Christmas carols wafted out of the garage over a loud speaker on a sunny Sunday morning as Norm and Mary Morgan and their helpers worked to get their house at 2390 Trillium Terrace ready for their annual Christmas light up.

It’s a labour of love for the family.

"We started four years ago to put some decorations and lights up and then all of a sudden we’ve got cars stopping by the house. At first we had two or three, but now they’re lined up," Norm said.

"We had neighbours come down last year. A lady stopped. She had a big box about two and a half feet long and my wife wondered what it could be. It turned out to be a big box of chocolates and it was from neighbours up the street because they wanted to thank us."

But that was not all, he said. "All of their grandkids would come over and say, ‘We have to go down and see that house now, Grandma.’

"We’ve already had people walking by the house asking, ‘When are you going to turn them on?’ My grandson’s here today. We’d have to turn them on for him, even if it was daylight outside."

Mary agreed.

"I think here it was a case of the more the people enjoyed it, the more drive-bys we got, then we were motivated and started adding more and getting crazy," she said.

"We can see people really appreciate it. They come and thank us. Even yesterday we had some people by here asking about it."

Both Morgans enjoy driving around looking at holiday decorations.

"We like to see houses decorated up for Christmas. And when we went out, we didn’t know where to go. We wish there was more here. In Victoria they always used to have a list on the front page of the paper about areas like Candy Cane Lane. People would drive around to see them all," Norm said.

Back in the ’50s and ’60s, whole subdivisions used to light up their houses, drawing big crowds "but, now when we go out here, it’s just hit and miss," he said. "You drive into a subdivision and hope somebody’s got some lights on."

What Norm is hoping is that people will write or email in with their addresses so a list could be published in some way, just so Valley folks could enjoy a colourful drive to see them all.

On Trillium Terrace, the Morgans try to add something new each year to the display.

"We look around and say, we need to do a bit more to that. This year we’ve got some new murals that are pretty nice that are going on the garage doors. One shows Santa with his sack and another shows a nativity scene," he said.

Near the house Sunday, Janna Little and Lisa Adamschek were putting the finishing touches on a gingerbread house they had built to add to the display.

Mary is delighted. "Last year they built the candy canes. It was their first project. They took a long time. They’re beautiful. Then we added ribbon to them this year."

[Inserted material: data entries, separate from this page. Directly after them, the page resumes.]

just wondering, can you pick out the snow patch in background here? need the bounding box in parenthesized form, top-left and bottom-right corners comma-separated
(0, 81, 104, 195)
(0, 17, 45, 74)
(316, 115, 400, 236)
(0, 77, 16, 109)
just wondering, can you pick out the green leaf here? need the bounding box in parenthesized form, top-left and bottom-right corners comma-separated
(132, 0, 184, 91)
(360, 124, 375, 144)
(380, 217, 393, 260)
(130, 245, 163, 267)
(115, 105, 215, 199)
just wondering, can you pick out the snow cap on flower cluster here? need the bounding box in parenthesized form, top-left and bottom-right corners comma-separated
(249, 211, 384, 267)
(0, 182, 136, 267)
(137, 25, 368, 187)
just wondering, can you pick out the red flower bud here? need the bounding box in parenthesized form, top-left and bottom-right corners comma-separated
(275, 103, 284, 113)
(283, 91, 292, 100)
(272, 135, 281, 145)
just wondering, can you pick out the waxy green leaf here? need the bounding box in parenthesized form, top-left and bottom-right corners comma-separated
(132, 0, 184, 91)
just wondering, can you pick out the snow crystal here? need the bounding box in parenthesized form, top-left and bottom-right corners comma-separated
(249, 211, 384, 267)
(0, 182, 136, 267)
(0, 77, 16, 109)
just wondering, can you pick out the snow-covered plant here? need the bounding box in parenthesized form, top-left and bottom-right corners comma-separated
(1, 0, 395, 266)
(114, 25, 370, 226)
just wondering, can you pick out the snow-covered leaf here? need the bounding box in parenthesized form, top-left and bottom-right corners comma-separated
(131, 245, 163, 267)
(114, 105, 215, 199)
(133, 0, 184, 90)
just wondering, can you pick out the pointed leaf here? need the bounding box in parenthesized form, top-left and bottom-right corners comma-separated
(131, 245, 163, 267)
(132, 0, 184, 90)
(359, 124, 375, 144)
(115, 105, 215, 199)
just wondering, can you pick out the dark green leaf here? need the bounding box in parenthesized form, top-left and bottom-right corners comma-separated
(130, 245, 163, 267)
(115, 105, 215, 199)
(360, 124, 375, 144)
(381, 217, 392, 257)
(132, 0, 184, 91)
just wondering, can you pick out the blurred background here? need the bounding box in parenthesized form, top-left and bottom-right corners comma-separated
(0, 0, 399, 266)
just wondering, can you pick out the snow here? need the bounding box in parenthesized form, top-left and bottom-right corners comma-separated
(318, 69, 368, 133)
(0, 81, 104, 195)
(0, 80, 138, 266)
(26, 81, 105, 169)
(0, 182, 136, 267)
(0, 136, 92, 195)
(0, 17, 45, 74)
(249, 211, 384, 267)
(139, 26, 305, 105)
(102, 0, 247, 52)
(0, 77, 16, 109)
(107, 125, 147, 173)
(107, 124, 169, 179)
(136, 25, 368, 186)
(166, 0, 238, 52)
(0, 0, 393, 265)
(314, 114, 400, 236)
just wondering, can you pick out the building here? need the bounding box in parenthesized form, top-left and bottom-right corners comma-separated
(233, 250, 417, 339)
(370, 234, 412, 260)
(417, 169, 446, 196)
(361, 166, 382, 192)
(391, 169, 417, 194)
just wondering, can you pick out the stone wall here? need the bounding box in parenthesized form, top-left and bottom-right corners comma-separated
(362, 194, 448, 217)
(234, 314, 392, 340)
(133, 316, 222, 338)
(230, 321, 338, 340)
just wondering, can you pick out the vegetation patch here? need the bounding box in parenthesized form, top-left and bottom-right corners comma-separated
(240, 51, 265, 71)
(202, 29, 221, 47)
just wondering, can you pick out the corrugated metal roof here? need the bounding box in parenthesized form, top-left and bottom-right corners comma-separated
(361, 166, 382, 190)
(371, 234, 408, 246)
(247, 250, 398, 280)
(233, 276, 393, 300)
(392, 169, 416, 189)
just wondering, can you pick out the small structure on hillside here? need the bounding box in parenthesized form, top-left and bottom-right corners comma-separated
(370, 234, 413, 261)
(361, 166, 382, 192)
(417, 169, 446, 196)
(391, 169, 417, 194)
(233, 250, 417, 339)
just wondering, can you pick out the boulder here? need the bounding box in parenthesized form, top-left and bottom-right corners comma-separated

They search for new ideas everywhere.

"We get almost all our stuff online. We’ve got an electric Santa that Richard Mann is going to come and put up on the roof for us. It was from Christmas Done Bright," Mary said.

"You know we get everything on sale. Even then it’s expensive. We go and bargain with the stores. We drive them nuts. But we don’t travel very far on holidays. This is Norm’s thing."

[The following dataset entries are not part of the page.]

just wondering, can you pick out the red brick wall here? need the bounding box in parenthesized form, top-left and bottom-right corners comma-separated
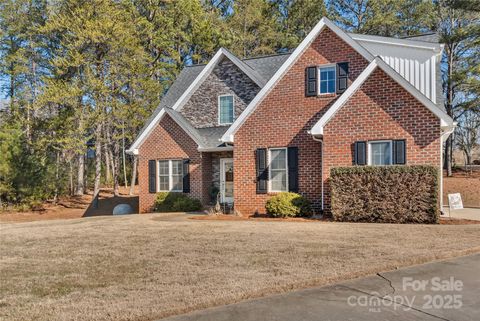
(233, 27, 370, 215)
(137, 114, 210, 213)
(322, 68, 441, 208)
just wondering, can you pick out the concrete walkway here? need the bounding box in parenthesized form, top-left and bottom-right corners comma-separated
(161, 254, 480, 321)
(442, 207, 480, 221)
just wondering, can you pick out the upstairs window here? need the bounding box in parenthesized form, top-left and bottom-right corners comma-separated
(319, 66, 336, 94)
(218, 95, 234, 125)
(305, 63, 348, 96)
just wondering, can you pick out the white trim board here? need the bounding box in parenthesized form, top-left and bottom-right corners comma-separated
(309, 57, 455, 136)
(127, 48, 267, 153)
(220, 17, 375, 143)
(349, 33, 443, 52)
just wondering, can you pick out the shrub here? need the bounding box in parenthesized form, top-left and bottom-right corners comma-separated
(154, 192, 202, 212)
(330, 165, 439, 224)
(265, 192, 311, 218)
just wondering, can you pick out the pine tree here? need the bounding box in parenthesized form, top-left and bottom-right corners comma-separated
(41, 0, 160, 196)
(273, 0, 327, 49)
(436, 0, 480, 175)
(328, 0, 435, 36)
(226, 0, 280, 58)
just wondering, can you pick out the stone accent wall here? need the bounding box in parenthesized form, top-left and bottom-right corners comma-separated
(180, 57, 261, 128)
(233, 28, 369, 216)
(137, 114, 212, 213)
(321, 68, 441, 208)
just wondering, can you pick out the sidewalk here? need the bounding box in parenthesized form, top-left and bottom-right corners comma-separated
(161, 253, 480, 321)
(442, 207, 480, 221)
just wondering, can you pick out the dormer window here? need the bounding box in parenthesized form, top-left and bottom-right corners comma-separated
(319, 66, 336, 94)
(218, 95, 234, 125)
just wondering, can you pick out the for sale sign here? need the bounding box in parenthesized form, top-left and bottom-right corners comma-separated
(448, 193, 464, 210)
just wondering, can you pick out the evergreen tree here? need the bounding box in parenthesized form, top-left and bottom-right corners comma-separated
(273, 0, 327, 49)
(328, 0, 435, 36)
(226, 0, 279, 58)
(41, 0, 160, 196)
(436, 0, 480, 174)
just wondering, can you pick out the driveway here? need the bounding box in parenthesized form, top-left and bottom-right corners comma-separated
(162, 253, 480, 321)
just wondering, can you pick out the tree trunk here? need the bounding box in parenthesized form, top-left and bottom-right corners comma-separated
(444, 136, 453, 176)
(53, 151, 60, 205)
(105, 144, 111, 187)
(69, 158, 74, 196)
(75, 153, 85, 195)
(94, 123, 102, 197)
(122, 123, 128, 189)
(112, 140, 120, 196)
(129, 156, 137, 195)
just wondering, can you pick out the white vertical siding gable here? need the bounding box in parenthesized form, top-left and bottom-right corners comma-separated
(350, 35, 442, 104)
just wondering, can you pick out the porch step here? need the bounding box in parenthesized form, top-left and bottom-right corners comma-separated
(212, 202, 234, 214)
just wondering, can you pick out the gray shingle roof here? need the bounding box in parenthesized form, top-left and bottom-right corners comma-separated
(244, 53, 291, 80)
(401, 33, 440, 43)
(133, 65, 204, 146)
(132, 52, 290, 151)
(196, 126, 230, 148)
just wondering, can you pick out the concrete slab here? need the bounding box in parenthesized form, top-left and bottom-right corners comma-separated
(160, 254, 480, 321)
(442, 207, 480, 221)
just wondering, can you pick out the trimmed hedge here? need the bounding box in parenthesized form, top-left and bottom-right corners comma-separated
(330, 165, 439, 224)
(266, 192, 311, 218)
(154, 192, 202, 212)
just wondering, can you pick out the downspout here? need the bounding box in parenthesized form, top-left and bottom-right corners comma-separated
(311, 134, 324, 211)
(440, 123, 456, 213)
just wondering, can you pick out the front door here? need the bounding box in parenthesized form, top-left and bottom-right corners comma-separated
(220, 158, 234, 204)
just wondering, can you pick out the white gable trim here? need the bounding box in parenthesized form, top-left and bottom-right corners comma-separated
(127, 48, 267, 153)
(349, 33, 443, 52)
(221, 48, 267, 87)
(163, 108, 206, 148)
(220, 17, 374, 143)
(309, 57, 454, 136)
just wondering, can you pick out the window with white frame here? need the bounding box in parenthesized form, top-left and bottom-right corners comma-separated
(368, 141, 392, 166)
(269, 148, 288, 192)
(319, 66, 336, 94)
(218, 95, 234, 125)
(158, 160, 183, 191)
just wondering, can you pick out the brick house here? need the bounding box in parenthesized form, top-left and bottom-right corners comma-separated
(127, 17, 455, 215)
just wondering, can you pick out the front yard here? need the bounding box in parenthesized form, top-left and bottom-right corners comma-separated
(1, 214, 480, 321)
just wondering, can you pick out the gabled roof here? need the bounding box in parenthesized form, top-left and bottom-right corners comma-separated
(349, 33, 443, 52)
(220, 17, 375, 143)
(162, 108, 232, 151)
(127, 48, 272, 154)
(309, 57, 455, 136)
(402, 32, 440, 43)
(163, 108, 205, 147)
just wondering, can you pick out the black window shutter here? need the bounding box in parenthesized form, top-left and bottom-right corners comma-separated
(287, 147, 299, 193)
(393, 140, 406, 165)
(305, 66, 317, 97)
(256, 148, 268, 194)
(148, 160, 156, 193)
(337, 62, 349, 94)
(182, 159, 190, 193)
(354, 141, 367, 165)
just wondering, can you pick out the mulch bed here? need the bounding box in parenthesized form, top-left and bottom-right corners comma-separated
(191, 214, 480, 225)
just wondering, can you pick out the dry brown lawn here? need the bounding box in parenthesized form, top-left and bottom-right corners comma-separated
(1, 214, 480, 321)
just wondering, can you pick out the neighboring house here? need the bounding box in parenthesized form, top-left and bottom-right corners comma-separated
(128, 17, 455, 215)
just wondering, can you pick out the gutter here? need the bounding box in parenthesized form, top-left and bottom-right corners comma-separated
(197, 146, 234, 152)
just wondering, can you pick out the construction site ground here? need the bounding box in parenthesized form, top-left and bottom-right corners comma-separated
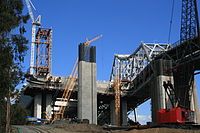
(12, 124, 200, 133)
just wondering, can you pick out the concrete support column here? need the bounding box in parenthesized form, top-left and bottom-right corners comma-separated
(41, 92, 46, 119)
(46, 94, 52, 119)
(78, 61, 97, 124)
(151, 59, 173, 124)
(121, 100, 128, 126)
(34, 94, 42, 118)
(110, 100, 115, 125)
(78, 44, 97, 124)
(110, 99, 128, 126)
(191, 80, 200, 124)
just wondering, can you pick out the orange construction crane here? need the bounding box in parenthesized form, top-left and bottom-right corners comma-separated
(52, 59, 78, 121)
(111, 59, 121, 126)
(84, 34, 102, 46)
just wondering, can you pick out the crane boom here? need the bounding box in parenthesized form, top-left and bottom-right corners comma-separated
(84, 34, 103, 46)
(25, 0, 35, 22)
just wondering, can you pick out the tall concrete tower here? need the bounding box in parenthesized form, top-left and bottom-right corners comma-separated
(78, 44, 97, 124)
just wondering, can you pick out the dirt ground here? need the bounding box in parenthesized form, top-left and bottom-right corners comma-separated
(115, 128, 200, 133)
(12, 124, 200, 133)
(13, 124, 108, 133)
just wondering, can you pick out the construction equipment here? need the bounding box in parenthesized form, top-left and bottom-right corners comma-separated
(52, 59, 78, 121)
(157, 0, 199, 124)
(111, 58, 121, 126)
(113, 76, 121, 126)
(25, 0, 41, 75)
(157, 80, 194, 124)
(35, 28, 52, 77)
(52, 35, 102, 122)
(84, 35, 102, 46)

Irene Barker and husband Doug were famed for their display, too.

Their house on Cairnsmore Street in Duncan was always a must-see. Barker used to laughingly say she, too, drove the stores crazy with requests for Christmas items.

It turns out the Morgans know all about that house.

"Norm did her place last year. This year she’s taking a break, but she’s loaned us her beloved Buck. She’s a big part of our life. And we will do her place again next year," Mary said.

Although it goes up fairly slowly, Norm said it doesn’t take long to put everything away.

"I can do it in a day," he said. Mary knows the reason. "He was a mover for 25 years," she said. "He’s very organized. In fact, we would have had this all done before this if not for the snow that fell last weekend."

They’ve been storing it all in their garage but are thinking about renting a storage locker because the gingerbread house can’t be disassembled.

"Then, everything will be safe, too. I keep thinking of those people who lost that Christmas house in Lake Cowichan that was destroyed by fire. It’s all stuff you can’t replace," she said.